If you’re struggling with new year’s resolutions, try fortitude
We have failed again. If you are anything like myself, we have been unsuccessful in upholding our New Year’s resolutions. Whether it is a New Year’s resolution or a mid-year’s resolution, man has a great propensity for failure when desiring to live a greater life. This is true even in the spiritual life, because we, too often, give into sloth.
When desiring to grow in in the spiritual life, we often desire to achieve the heights immediately and we become saddened when we do not achieve it. This “sadness in the face of some spiritual good which one has to achieve,” is sloth.
The remedy to sloth is the virtue of fortitude, “the moral virtue that ensures firmness in difficulties and constancy in the pursuit of the good. It strengthens the resolve to resist temptations and to overcome obstacles in the moral life.
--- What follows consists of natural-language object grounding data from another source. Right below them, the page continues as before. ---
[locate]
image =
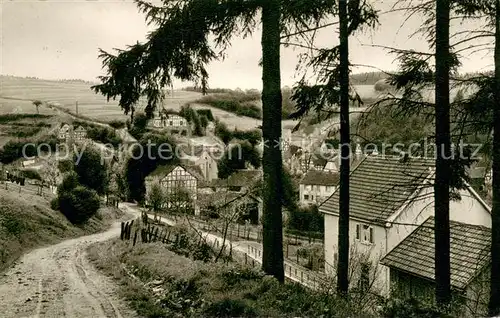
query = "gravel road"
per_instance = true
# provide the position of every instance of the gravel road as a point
(59, 281)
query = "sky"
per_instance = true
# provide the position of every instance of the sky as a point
(56, 39)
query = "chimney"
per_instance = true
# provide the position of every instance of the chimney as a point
(358, 152)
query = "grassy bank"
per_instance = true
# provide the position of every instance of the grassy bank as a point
(27, 222)
(159, 283)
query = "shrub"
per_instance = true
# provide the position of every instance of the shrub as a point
(79, 204)
(65, 165)
(13, 150)
(31, 174)
(411, 308)
(118, 124)
(13, 225)
(91, 173)
(69, 183)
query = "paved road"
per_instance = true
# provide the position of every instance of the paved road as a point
(59, 281)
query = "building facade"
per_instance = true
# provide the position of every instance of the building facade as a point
(389, 198)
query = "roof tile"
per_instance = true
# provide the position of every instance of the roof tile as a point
(469, 252)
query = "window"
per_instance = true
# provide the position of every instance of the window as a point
(364, 233)
(364, 278)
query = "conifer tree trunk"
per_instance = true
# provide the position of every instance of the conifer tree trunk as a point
(272, 238)
(494, 304)
(345, 140)
(442, 183)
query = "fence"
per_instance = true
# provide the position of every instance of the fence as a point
(249, 255)
(27, 188)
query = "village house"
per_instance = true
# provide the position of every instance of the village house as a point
(64, 132)
(238, 206)
(80, 133)
(389, 198)
(175, 177)
(316, 186)
(412, 267)
(242, 182)
(203, 159)
(172, 123)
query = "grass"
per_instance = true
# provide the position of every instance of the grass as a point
(17, 91)
(160, 283)
(27, 222)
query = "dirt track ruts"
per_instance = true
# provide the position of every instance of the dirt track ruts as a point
(59, 281)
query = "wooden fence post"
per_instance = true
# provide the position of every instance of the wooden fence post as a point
(156, 234)
(135, 238)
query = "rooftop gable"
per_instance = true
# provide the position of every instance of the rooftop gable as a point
(380, 185)
(469, 252)
(318, 177)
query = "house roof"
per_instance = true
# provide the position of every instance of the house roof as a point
(380, 185)
(164, 170)
(469, 252)
(219, 199)
(240, 178)
(317, 177)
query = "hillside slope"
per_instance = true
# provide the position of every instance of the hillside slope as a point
(27, 222)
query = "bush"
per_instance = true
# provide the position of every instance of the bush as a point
(118, 124)
(13, 225)
(228, 307)
(411, 308)
(65, 165)
(13, 150)
(31, 174)
(91, 173)
(79, 204)
(307, 219)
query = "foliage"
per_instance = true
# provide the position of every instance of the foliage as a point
(11, 118)
(193, 117)
(207, 113)
(223, 132)
(100, 134)
(139, 125)
(79, 204)
(239, 104)
(118, 124)
(13, 225)
(31, 174)
(237, 157)
(411, 308)
(91, 170)
(65, 165)
(156, 197)
(69, 183)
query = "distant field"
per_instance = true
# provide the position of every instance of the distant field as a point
(66, 93)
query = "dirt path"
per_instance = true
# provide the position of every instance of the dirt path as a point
(59, 281)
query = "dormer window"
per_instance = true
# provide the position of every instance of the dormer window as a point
(364, 233)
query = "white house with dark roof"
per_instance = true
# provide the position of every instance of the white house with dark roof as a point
(316, 186)
(411, 265)
(389, 199)
(174, 177)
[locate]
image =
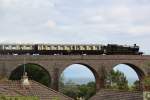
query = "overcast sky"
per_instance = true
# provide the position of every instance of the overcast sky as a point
(75, 21)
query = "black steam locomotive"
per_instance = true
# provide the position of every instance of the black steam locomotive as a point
(68, 49)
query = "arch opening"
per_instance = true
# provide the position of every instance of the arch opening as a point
(35, 72)
(125, 77)
(78, 81)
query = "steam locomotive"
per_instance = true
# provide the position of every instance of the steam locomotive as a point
(68, 49)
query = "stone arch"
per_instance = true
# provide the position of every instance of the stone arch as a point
(34, 64)
(140, 73)
(94, 72)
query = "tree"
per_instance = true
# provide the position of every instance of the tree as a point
(35, 72)
(117, 80)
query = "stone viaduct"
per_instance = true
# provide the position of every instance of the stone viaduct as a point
(56, 64)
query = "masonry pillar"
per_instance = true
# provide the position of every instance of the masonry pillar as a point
(3, 71)
(100, 84)
(55, 79)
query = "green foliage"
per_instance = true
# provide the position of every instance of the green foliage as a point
(135, 86)
(2, 97)
(74, 90)
(55, 98)
(35, 72)
(146, 81)
(117, 80)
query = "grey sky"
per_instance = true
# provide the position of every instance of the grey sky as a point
(75, 21)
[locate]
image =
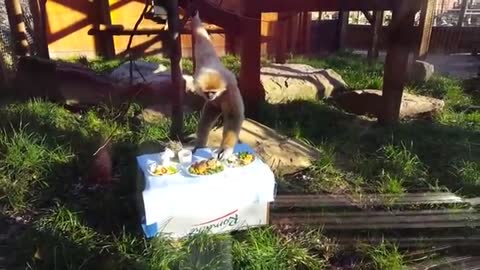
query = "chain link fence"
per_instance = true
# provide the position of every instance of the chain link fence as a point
(7, 52)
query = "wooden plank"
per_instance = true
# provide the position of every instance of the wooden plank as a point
(370, 17)
(17, 26)
(305, 201)
(230, 43)
(37, 7)
(342, 25)
(395, 70)
(461, 15)
(251, 88)
(211, 13)
(408, 242)
(380, 220)
(374, 42)
(107, 47)
(427, 17)
(119, 30)
(307, 32)
(176, 69)
(281, 38)
(331, 5)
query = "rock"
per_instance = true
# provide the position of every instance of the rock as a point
(421, 71)
(159, 112)
(64, 82)
(282, 154)
(369, 102)
(140, 68)
(286, 82)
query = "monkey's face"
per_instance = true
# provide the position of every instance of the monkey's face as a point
(212, 94)
(210, 84)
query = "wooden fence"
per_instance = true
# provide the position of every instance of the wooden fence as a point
(443, 40)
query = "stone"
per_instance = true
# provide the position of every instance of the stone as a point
(64, 82)
(287, 82)
(421, 71)
(140, 68)
(368, 102)
(159, 112)
(283, 155)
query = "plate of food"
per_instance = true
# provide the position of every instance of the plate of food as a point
(205, 167)
(161, 170)
(240, 159)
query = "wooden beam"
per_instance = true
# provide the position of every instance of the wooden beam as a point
(252, 91)
(176, 68)
(230, 43)
(307, 24)
(119, 30)
(331, 5)
(107, 46)
(463, 10)
(37, 7)
(370, 17)
(281, 38)
(395, 71)
(376, 28)
(17, 26)
(427, 17)
(210, 13)
(341, 30)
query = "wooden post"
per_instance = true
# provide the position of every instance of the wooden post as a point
(229, 43)
(396, 63)
(463, 10)
(251, 88)
(17, 26)
(308, 32)
(281, 39)
(107, 47)
(425, 27)
(376, 28)
(176, 68)
(341, 30)
(38, 12)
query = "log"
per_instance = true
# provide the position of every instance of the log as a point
(427, 17)
(176, 68)
(252, 91)
(395, 70)
(17, 26)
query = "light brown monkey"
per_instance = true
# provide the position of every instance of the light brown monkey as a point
(219, 87)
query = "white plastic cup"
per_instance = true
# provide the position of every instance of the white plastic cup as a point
(185, 157)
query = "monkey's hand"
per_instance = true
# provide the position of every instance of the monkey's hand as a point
(224, 153)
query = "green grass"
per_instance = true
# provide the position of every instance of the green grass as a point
(46, 151)
(384, 256)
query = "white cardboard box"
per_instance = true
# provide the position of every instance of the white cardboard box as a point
(253, 215)
(180, 205)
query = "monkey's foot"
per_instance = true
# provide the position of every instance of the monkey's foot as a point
(224, 153)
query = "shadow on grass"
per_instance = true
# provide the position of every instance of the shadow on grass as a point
(359, 144)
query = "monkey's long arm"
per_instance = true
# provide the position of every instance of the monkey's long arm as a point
(205, 54)
(208, 118)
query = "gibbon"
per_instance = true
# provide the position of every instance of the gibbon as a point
(219, 87)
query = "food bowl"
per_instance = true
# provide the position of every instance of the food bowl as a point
(205, 167)
(156, 169)
(240, 159)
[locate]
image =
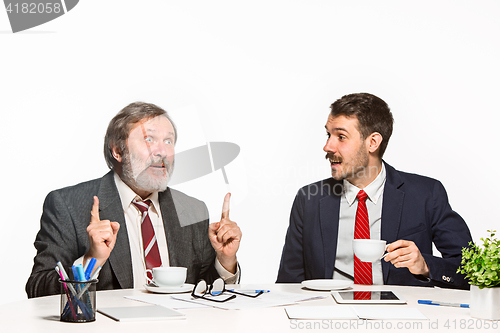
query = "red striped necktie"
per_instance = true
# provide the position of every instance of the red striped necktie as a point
(151, 250)
(362, 270)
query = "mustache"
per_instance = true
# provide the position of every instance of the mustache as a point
(333, 158)
(159, 161)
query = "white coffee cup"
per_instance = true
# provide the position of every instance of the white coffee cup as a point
(369, 250)
(167, 276)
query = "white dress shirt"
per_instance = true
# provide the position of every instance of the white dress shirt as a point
(344, 261)
(133, 223)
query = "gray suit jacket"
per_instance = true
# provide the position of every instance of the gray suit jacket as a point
(63, 236)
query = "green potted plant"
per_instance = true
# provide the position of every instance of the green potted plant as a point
(481, 266)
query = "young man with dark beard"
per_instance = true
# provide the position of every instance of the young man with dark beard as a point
(409, 211)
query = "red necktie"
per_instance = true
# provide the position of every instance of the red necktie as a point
(151, 251)
(362, 270)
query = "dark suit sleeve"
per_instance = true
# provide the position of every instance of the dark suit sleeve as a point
(292, 268)
(450, 234)
(56, 241)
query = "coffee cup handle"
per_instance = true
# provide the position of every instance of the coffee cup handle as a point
(146, 275)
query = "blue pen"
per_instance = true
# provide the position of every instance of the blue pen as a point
(90, 267)
(458, 305)
(81, 273)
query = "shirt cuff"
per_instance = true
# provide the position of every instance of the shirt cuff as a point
(227, 276)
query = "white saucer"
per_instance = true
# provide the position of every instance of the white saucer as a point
(169, 290)
(327, 284)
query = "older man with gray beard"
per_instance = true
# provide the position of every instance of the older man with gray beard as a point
(102, 218)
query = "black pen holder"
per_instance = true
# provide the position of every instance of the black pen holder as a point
(78, 301)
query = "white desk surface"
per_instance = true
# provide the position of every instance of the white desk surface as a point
(42, 315)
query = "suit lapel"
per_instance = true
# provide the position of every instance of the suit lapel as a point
(170, 212)
(329, 211)
(110, 208)
(392, 208)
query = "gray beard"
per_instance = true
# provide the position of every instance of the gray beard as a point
(134, 173)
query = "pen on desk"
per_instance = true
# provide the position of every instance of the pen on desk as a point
(250, 291)
(459, 305)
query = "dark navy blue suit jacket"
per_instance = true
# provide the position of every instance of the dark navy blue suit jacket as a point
(414, 208)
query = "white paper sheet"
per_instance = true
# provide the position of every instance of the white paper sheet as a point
(166, 301)
(388, 312)
(320, 312)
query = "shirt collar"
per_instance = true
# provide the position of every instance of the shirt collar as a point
(374, 190)
(127, 195)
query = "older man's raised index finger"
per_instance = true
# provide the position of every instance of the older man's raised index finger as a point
(225, 206)
(94, 214)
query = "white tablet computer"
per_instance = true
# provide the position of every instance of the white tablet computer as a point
(368, 297)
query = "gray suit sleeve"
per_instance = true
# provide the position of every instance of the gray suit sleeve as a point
(57, 240)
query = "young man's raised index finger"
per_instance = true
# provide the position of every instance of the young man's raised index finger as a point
(225, 206)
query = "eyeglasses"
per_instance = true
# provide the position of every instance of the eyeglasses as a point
(210, 292)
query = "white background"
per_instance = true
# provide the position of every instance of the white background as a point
(261, 74)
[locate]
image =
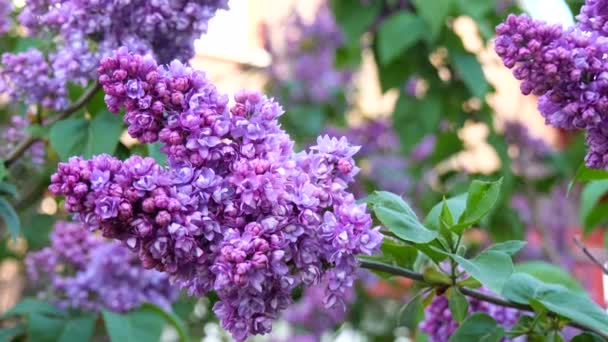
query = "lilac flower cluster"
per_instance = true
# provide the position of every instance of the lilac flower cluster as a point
(236, 211)
(86, 31)
(567, 68)
(6, 8)
(439, 324)
(311, 315)
(307, 66)
(530, 151)
(380, 157)
(84, 271)
(13, 133)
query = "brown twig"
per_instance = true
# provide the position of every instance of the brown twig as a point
(580, 245)
(14, 155)
(398, 271)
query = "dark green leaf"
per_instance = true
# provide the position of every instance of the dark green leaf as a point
(80, 137)
(28, 306)
(591, 213)
(550, 274)
(482, 197)
(458, 303)
(397, 33)
(478, 327)
(456, 205)
(469, 70)
(10, 218)
(434, 13)
(171, 318)
(508, 247)
(404, 226)
(588, 337)
(491, 268)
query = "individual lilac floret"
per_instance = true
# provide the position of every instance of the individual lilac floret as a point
(13, 133)
(568, 69)
(83, 271)
(439, 324)
(236, 211)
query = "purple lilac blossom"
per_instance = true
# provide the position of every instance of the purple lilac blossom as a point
(84, 271)
(86, 31)
(307, 67)
(311, 315)
(13, 133)
(379, 153)
(236, 211)
(439, 324)
(6, 8)
(531, 151)
(567, 68)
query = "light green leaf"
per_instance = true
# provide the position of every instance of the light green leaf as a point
(478, 327)
(133, 326)
(469, 70)
(456, 205)
(592, 214)
(10, 218)
(405, 226)
(458, 304)
(550, 274)
(434, 13)
(491, 268)
(508, 247)
(482, 196)
(81, 137)
(397, 33)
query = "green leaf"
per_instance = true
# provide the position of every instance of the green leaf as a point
(526, 289)
(434, 13)
(8, 189)
(12, 333)
(133, 326)
(28, 306)
(588, 337)
(43, 328)
(469, 70)
(355, 17)
(550, 274)
(491, 268)
(404, 226)
(592, 214)
(456, 205)
(478, 327)
(482, 197)
(171, 318)
(397, 33)
(78, 329)
(458, 304)
(10, 217)
(509, 247)
(154, 152)
(81, 137)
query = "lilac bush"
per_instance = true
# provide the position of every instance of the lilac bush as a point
(83, 271)
(439, 324)
(236, 210)
(567, 69)
(86, 31)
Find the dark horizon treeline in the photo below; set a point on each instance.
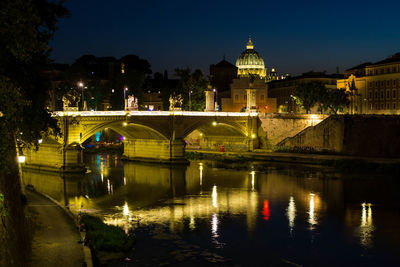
(105, 78)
The virtue of fortitude enables one to conquer fear, even fear of death, and to face trials and persecutions. It disposes one even to renounce and sacrifice his life in defense of a just cause” (Catechism of the Catholic Church, 1808). Before we can achieve fortitude, we must understand some of its parts: longanimity and perseverance.
When pursuing something honorable in the spiritual life, there will often be sufferings. One of these sufferings is waiting. When man is not willing to bear this suffering, it is because he wants what he hopes for immediately. He must wait, though. This waiting tempts man to become saddened and slothful. Instead, man needs longanimity, which “is the virtue that moderates hope in that it bears upon a good that is a long way off.”
With longanimity, even though what is hoped for is a long way off, man knows that he will reach that end.
Instead of sorrow, sometimes man does not pursue what he hopes for because he fears the trials he must endure. Man needs perseverance, which “inclines a person to continue in the practice of the good despite the difficulties associated with the continuance of the action.” It “moderates the emotion of fear.” In pursuit of the good, man mostly fears failure. Fear can keep man from beginning the training it takes to run a 10K-run, but perseverance moderates that fear.
The virtue of fortitude calls for a battle plan to conquer the goal you are striving for. Part of that battle plan is being faithful to the smaller things. “He who is faithful in a very little is faithful also in much” (Luke 16:10-18). In breaking our big and more vague goal into smaller tasks, the goal seems closer and less scary. Instead of fearing the failure of being able to play guitar, learning how to play a chord is more achievable. As man masters smaller tasks, he moves on to the next task to master, and although the goal may have been far away, it seems much closer and less fearful.
This applies to the spiritual life as well. If you want to begin to pray for an hour, first schedule your day so you can be able to do so and commit to a time. If you notice something that prevents you from achieving that task, like finding yourself watching a plethora of YouTube videos and using up all free time, cut it out. To achieve these goals, and abandon our fears and sorrows, we must have a battle plan.
Our growth is not achievable without fortitude, and the fullness of fortitude is not achievable without God. “With God all things are possible” (Matthew 19:26).
Therefore, we must pray for the grace of this virtue and the grace to advance in the spiritual life. Do not fear or become saddened that you have already failed; everyone has. Rely on God to succeed instead of yourself.